Whenever we chat about IO and storage there are actually FOUR factors to determine requirements. Often people only discuss the first one (Capacity) so we have to tease out the others:
1. Capacity
2. Throughput
3. Latency
4. Service Levels
1. Capacity
Capacity is the easy one that no one misses. How many GB do I need ?
The obvious mistakes we see people making is to only size for the raw data. You also need to size for:
- Indexes. These can be 20% to 100% of the data size, depending on how heavily indexed. A database that is used for both OLTP and relational reporting (and is tuned) is likely to be heavily indexed. A data warehouse that just exists to load a cube, might not have any indexes on it at all!!
- TempDB. How to size TempDB is a topic in itself, but as a rough rule of thumb, you’ll need to store at least 1.5 to 2 times your largest table (or partition) in TempDB.
- Backup and General Space. You are going to need somewhere to back up your SQL Server, or restore from. You may also need more than one full copy to be stored. How much space you need can depend on if your backups are compressed, but in a lot of cases the space required is 2 or more times the database + index size. The good news it that this “general” storage space does not often need top of the range performance, so use of near line storage in RAID 5 can save buckets.
- OLAP If you have cubes, then these need to be sized. A cube can 15% to 100% of the size of the data warehouse, and you may need multiple copies. Often, cubes don’t need as terribly performant storage if queries are served from RAM.
- Data Processing. Its not uncommon to have ETL processes drop files or pick files up from a SQL Server and this requires both space and a drive letter allocated. You can’t really put this on the same volume as SQL Data files or you will get fragmentation.
2. Throughout
Throughput is how fast do I need the IO to be or rate of transfer. This is typically measures in IOP’s which is the windows perfmon counter “Logical Disk\Disk Transfers per Sec” or it can also be measured in MB/Sec.
Usually, we measure how many 64k random read/write IO’s we need per second at the correct latency (8-20ms) for data files.

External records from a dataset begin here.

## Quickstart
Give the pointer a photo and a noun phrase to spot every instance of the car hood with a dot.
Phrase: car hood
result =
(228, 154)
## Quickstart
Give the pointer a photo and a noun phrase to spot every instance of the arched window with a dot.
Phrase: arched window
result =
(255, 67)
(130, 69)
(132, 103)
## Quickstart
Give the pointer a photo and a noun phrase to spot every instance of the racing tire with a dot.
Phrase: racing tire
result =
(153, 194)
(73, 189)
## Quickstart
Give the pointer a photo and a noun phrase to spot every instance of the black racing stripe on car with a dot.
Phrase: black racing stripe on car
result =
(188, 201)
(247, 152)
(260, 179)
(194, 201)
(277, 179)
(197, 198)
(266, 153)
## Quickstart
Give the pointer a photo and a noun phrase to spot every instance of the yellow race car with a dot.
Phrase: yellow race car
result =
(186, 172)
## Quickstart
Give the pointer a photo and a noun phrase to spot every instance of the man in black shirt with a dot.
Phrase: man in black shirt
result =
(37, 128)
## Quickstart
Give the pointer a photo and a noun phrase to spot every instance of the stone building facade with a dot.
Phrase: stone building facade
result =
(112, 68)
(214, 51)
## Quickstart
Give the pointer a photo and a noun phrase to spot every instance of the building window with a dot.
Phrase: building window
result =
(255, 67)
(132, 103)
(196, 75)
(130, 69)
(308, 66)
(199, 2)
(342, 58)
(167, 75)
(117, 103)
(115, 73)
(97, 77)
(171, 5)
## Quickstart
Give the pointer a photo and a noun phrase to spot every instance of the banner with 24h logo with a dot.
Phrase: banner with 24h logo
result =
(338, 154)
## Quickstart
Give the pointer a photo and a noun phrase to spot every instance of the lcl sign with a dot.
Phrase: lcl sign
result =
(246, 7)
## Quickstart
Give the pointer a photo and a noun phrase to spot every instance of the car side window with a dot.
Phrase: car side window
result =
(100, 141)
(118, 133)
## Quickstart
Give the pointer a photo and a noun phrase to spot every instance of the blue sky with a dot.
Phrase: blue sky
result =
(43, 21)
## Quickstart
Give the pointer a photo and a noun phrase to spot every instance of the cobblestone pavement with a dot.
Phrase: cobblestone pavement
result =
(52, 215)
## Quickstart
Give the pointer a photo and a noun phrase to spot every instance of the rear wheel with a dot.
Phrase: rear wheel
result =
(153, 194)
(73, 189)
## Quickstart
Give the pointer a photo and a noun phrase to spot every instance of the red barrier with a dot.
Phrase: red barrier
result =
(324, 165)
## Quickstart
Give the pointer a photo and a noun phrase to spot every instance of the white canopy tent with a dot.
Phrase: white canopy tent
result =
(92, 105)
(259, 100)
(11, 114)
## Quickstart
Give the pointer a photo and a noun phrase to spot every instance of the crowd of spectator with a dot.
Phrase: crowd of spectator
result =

An exception to this is sometimes when designing data warehouses, we speak in terms of MB/Sec. The reasoning here is that a lot of research has gone into Microsoft’s “Fast Track” design for data warehouses that estimate a single CPU can consume about 200 MB/Sec sequential reads. While a full blown “fast Track” design might be too expensive for most Irish pockets, the underlying principles and estimator calculations are still really useful for sizing.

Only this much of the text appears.